CLOSE

In the last chapter we enabled the A20 gate, now before entering to the protected mode one last thing which we need to set up is the GDT (Global Descriptor Table). We will delve into the GDT things now and set up it as well.

But before that let's dig something:

Segmentation in protected mode differs significantly from that in real mode. In real mode, segments can overlap, allowing the same memory address to be accessed through different segment-offset combinations. This creates flexibility, but it lacks protection, meaning segments do not restrict access to specific memory areas.

In protected mode, however, segmentation provides memory protection, ensuring that each segment has defined boundaries and access permissions. One segment cannot access the memory of another segment without explicit permission, and any attempt to do so results in a segmentation fault or general protection fault. This segmentation mechanism ensures better isolation between different areas of memory, such as separating user applications from system memory, which improves security and stability in multitasking environments.

GDT helps us achieving that protection between segments.

Recap:

In x86 architecture, segmentation is a memory management technique used to divide the memory space into different segments. These segments have a base address and a limit (or size). This approach helps in organizing memory logically, especially when dealing with the limitations of earlier processors like the Intel 8086, which could only directly address 1 MB of memory.

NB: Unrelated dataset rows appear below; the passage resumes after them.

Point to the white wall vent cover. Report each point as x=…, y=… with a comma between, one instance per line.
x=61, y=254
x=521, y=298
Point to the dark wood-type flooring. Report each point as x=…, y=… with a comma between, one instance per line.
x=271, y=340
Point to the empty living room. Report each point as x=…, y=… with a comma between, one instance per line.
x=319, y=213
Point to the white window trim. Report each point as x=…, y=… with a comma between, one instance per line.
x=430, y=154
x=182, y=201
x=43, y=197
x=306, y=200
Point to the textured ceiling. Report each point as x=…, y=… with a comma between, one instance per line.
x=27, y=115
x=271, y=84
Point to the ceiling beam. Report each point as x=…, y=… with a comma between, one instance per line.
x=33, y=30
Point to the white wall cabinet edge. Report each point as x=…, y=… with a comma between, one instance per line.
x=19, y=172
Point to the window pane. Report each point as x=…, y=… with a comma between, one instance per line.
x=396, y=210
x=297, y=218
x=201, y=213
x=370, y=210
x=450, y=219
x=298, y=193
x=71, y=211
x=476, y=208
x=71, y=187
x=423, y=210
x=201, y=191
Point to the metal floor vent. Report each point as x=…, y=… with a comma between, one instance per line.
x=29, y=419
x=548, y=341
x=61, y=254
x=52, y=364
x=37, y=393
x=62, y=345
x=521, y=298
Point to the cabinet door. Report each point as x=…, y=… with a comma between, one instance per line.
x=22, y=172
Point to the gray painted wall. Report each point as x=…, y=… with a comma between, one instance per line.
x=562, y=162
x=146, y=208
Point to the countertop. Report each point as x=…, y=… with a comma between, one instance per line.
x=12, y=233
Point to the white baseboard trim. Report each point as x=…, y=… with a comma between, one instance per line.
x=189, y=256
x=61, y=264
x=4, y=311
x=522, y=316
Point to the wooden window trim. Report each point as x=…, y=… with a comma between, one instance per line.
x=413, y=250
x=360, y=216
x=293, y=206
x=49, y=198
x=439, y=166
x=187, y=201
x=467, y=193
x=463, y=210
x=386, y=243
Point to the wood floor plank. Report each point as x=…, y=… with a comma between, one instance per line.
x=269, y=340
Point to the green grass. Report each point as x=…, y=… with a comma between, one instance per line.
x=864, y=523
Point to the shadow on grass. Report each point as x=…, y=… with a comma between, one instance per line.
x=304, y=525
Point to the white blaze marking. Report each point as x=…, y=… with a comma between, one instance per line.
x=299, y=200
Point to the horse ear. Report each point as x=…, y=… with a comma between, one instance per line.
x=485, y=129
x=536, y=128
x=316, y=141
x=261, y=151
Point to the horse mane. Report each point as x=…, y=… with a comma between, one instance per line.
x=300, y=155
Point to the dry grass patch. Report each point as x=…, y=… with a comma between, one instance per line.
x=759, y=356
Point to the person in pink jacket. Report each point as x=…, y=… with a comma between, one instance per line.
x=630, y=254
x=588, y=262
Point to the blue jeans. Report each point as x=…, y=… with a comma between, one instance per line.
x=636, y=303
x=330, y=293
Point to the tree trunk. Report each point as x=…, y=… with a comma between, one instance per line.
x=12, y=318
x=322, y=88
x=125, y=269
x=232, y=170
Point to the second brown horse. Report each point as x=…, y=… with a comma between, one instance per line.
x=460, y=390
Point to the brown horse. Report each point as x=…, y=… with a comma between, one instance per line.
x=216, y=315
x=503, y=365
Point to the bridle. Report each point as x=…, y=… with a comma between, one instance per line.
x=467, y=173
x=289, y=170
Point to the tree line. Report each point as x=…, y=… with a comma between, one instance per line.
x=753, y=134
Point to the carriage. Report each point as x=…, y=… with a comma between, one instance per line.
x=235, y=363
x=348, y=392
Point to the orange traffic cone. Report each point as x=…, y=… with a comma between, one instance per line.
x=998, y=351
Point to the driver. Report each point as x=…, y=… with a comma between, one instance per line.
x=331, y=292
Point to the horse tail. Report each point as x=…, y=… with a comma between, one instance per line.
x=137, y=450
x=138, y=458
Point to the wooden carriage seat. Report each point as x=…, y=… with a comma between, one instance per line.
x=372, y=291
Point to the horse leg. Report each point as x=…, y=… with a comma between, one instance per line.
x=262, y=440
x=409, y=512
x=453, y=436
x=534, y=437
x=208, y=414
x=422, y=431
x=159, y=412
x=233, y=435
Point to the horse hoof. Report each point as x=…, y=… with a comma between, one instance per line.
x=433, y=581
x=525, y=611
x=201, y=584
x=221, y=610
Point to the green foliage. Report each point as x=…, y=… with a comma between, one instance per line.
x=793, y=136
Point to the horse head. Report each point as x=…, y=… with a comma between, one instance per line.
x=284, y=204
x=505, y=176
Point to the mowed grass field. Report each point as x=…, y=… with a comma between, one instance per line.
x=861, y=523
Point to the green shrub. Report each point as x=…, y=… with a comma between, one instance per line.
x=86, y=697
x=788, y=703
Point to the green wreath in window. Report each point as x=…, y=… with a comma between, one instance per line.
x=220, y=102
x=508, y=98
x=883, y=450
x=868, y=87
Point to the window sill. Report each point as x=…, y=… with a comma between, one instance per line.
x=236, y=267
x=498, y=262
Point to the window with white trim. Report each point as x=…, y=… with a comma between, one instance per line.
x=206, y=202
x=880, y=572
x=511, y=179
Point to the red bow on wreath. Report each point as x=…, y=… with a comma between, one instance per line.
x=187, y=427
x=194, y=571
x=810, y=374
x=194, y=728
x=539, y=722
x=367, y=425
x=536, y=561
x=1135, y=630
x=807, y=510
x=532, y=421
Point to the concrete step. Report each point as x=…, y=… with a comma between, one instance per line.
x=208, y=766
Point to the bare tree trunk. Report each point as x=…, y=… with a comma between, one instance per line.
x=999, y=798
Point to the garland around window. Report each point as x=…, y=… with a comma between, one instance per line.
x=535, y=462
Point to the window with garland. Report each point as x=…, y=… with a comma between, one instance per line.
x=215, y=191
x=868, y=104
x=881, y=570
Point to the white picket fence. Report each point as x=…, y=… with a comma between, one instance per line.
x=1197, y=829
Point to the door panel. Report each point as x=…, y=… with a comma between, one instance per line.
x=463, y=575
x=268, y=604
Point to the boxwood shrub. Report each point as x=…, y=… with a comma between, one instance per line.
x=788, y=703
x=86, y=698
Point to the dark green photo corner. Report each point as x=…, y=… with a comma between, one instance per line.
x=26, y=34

In real mode, the CPU can access up to 1 MB of memory, divided into segments. The memory address is calculated by combining a segment and an offset. The segment is a 16-bit value stored in one of the segment registers (CS, DS, SS, ES), and the offset is a 16-bit value representing the position within the segment.

Address Calculation:

In real mode, the CPU computes the physical address by combining the value in the segment register and an offset. The formula for calculating the physical address is:

Physical Address = (Segment * 16) + Offset

Here, the segment value is shifted left by 4 bits (multiplied by 16) and added to the offset. This method creates an overlapping memory model, meaning different segment-offset pairs can point to the same physical address. Each segment is 64 KB long, starting at a multiple of 16 bytes. The offset is a 16-bit value (0-65535) added to the segment's base address to calculate the exact memory location.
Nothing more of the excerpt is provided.